Bitcoin Shaken by South Korea Cryptocurrency Ban Confusion

The government was forced to row back earlier comments.

Getty Images / Dan Kitwood

Bitcoin suffered a drop on Thursday in the wake of reports that cryptocurrencies could see a ban on South Korean exchanges, after a series of conflicting messages from government officials. The Justice Ministry claimed the department was preparing to ban crypto trades, a statement the presidential office later distanced itself from. The price of a single token shed over 10 percent of its value in the wake of the news.

The BBC reports that Park Sang-ki, the government justice minister, said the ministry is looking to introduce a bill that would ban cryptocurrency trades.

“The South Korean Ministry of Justice is considering the closure of cryptocurrency trading to bring cryptocurrency mania and speculation under control for investor protection,” Park Sang-ki said in a statement as reported by CoinDaily. The outlet reports that the department has been drafting the bill since December 13.

No sooner had Park Sang-ki made the comments, the South Korean Blue House (analogous to the United States White House) said a cryptocurrency trading ban does not reflect the stance of the government. The Ministry of Strategy and Finance also issued a statement claiming that it did not have the same views as the Justice Ministry on a ban.

Cryptocurrency is a big deal in South Korea, where traders paying in won for bitcoin can pay nearly 20 percent more than international market rates due to high demand.
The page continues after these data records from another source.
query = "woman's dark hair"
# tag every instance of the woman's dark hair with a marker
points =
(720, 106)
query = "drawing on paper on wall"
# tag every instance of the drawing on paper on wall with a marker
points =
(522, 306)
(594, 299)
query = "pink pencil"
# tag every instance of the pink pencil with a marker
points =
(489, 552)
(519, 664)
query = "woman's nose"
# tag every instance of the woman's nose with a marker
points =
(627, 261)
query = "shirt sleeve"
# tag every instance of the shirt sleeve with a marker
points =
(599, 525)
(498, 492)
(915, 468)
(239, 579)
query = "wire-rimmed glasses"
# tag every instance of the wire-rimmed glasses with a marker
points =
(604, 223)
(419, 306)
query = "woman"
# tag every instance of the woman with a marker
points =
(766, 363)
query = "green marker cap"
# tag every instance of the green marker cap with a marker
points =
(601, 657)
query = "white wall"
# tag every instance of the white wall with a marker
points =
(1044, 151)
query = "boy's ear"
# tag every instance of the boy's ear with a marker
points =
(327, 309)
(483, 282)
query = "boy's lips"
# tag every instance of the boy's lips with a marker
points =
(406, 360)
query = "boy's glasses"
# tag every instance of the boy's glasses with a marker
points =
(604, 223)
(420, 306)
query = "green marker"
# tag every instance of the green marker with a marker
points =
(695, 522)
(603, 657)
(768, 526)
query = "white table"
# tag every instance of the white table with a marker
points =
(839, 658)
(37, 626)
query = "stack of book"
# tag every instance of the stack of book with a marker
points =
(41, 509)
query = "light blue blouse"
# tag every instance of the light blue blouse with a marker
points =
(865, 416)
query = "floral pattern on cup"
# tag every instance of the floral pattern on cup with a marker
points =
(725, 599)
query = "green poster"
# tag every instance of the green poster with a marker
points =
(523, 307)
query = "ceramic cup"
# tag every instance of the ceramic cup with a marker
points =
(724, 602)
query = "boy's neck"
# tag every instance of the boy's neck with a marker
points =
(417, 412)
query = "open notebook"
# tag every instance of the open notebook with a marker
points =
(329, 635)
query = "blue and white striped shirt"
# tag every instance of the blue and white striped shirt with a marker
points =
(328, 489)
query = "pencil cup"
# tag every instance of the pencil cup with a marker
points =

It’s led to governmental fears about pyramid schemes, with prime minister Lee Nak-yeon has warned that cryptocurrency could “corrupt the nation’s youth.” In September, the government followed in China’s footsteps and banned initial coin offerings.
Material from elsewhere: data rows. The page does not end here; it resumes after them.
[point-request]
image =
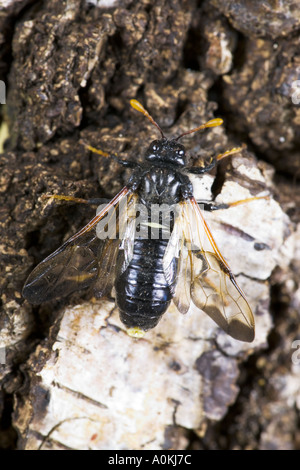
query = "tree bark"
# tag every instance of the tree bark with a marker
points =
(70, 375)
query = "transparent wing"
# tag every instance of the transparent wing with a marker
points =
(178, 249)
(87, 259)
(205, 277)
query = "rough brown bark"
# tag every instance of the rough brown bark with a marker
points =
(71, 377)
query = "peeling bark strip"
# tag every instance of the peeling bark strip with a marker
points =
(70, 69)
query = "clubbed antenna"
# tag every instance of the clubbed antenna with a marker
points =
(212, 123)
(137, 105)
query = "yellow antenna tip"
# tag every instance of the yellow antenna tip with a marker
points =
(214, 122)
(137, 105)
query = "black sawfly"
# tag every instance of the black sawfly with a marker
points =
(146, 273)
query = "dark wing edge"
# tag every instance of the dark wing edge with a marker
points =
(205, 277)
(87, 259)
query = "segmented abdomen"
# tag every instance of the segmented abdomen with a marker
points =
(142, 291)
The report sent markets racing. CoinMarketCap showed the price of one bitcoin moved from $15,018 at 7 p.m. Eastern time to a dip of $13,106 at midnight, a near-13 percent drop in value. The price in South Korea dropped by over 20 percent in the wake of the reports.

It’s been a turbulent week for bitcoin. On Monday, Microsoft removed payments through the cryptocurrency from its online store, a decision it later reversed on Wednesday after working with its provider to accept smaller amounts.
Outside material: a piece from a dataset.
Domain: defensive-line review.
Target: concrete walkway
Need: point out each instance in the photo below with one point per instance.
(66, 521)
Although bitcoin suffered a drop on Thursday, it’s still at a far higher price than it was at the start of last year. Starting 2017 off at a price of just under $1,000, bitcoin soared over the course of 12 months to reach highs of nearly $20,000 in December. Experts remain conflicted over where the price will move next, with some predicting a crash and others suggesting prices as high as $60,000.